Three methods are available via `filter_svp()`, which takes a fitted model:

- **Corrected Kalman Filter (CKF)**: Gaussian approximation, fast.
- **Gaussian Mixture Kalman Filter (GMKF)**: KSC (1998) 7-component mixture.
  Recommended — dominates CKF even under Gaussianity.
- **Bootstrap Particle Filter (BPF)**: Exact density weights. Gold-standard benchmark.

```{r filtering}
# Fit model
fit_filt <- svp(y, p = 1, J = 10)

# GMKF (recommended)
filt <- filter_svp(fit_filt, method = "mixture")
plot(filt)
```

## Forecasting

Multi-step ahead volatility forecasts using Kalman filtering.
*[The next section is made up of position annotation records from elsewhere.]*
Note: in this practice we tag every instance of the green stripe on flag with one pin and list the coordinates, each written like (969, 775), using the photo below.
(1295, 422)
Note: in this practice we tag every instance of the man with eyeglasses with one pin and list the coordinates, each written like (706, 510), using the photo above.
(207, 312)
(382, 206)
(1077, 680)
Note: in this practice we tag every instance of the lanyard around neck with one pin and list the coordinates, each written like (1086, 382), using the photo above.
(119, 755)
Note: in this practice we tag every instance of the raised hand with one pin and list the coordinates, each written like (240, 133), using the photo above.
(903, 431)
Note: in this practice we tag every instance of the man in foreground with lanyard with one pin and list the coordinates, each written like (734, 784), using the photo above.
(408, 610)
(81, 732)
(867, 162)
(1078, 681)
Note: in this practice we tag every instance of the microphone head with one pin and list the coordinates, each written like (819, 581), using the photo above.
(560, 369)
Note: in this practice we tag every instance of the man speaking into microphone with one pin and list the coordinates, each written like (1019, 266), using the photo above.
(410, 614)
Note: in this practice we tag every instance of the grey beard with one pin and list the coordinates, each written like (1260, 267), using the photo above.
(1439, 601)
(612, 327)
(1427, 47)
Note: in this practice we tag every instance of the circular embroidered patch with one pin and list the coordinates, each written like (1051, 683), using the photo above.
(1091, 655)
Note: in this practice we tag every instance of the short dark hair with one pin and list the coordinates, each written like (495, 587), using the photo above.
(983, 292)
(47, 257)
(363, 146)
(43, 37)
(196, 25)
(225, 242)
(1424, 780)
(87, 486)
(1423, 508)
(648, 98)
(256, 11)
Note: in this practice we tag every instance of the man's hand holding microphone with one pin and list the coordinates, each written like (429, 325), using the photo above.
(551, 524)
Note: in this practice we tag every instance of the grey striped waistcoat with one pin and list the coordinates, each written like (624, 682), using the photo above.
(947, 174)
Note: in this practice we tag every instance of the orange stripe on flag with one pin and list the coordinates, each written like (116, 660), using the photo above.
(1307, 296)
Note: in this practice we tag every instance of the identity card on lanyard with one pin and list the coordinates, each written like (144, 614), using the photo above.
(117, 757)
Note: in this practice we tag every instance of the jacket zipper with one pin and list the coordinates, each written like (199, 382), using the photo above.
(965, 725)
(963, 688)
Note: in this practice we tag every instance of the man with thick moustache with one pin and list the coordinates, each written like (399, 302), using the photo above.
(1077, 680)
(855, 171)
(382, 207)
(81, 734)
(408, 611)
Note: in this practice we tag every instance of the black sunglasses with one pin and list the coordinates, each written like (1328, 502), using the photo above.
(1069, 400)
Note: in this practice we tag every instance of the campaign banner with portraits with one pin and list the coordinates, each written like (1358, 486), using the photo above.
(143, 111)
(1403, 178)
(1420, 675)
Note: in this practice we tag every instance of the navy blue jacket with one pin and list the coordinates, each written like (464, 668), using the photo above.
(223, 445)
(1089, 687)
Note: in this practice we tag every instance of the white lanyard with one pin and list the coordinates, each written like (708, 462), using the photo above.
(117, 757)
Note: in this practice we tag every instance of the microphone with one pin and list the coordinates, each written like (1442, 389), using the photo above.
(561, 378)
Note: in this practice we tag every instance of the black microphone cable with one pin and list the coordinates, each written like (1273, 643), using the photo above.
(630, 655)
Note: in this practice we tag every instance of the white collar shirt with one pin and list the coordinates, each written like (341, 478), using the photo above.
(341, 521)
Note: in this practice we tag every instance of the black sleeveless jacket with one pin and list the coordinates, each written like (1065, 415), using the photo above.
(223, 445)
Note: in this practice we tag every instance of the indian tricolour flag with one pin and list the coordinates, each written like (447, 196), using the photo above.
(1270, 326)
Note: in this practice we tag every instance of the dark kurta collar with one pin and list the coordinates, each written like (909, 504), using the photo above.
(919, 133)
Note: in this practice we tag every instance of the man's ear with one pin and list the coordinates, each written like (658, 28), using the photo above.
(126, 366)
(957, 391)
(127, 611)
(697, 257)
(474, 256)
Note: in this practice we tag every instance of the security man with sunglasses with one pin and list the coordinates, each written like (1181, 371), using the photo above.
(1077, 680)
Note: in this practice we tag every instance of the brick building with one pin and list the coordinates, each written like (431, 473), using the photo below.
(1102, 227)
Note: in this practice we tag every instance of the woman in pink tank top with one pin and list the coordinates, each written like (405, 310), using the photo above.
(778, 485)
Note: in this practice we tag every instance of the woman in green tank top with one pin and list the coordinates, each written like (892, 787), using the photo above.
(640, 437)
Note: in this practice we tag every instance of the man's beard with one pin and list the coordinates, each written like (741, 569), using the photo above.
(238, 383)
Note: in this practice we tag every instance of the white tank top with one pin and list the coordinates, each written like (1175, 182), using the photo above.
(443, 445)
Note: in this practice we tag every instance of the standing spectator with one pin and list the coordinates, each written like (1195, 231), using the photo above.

Pass a fitted
model object from `svp()`:

```{r forecast}
fit_fc <- svp(sim_lev$y, p = 1, leverage = TRUE)
fc <- forecast_svp(fit_fc, H = 20)
plot(fc)
```

Output scales can be chosen: `"log-variance"` (default), `"variance"`, or
`"volatility"`. All three are always computed and stored.

## References

- Ahsan, N. and Dufour, J.-M. (2021). Simple estimators and inference for
  higher-order stochastic volatility models. *Journal of Econometrics*,
  224(1), 181-197.
- Ahsan, N., Dufour, J.-M., Rodriguez Rondon, G., and Romero, A. (2025).
  Estimation and inference for higher-order stochastic volatility models with
  leverage. *Journal of Time Series Analysis*.
- Dufour, J.-M. (2006). Monte Carlo tests with nuisance parameters: A general
  approach to finite-sample inference and nonstandard asymptotics.
  *Journal of Econometrics*, 133(2), 443-477.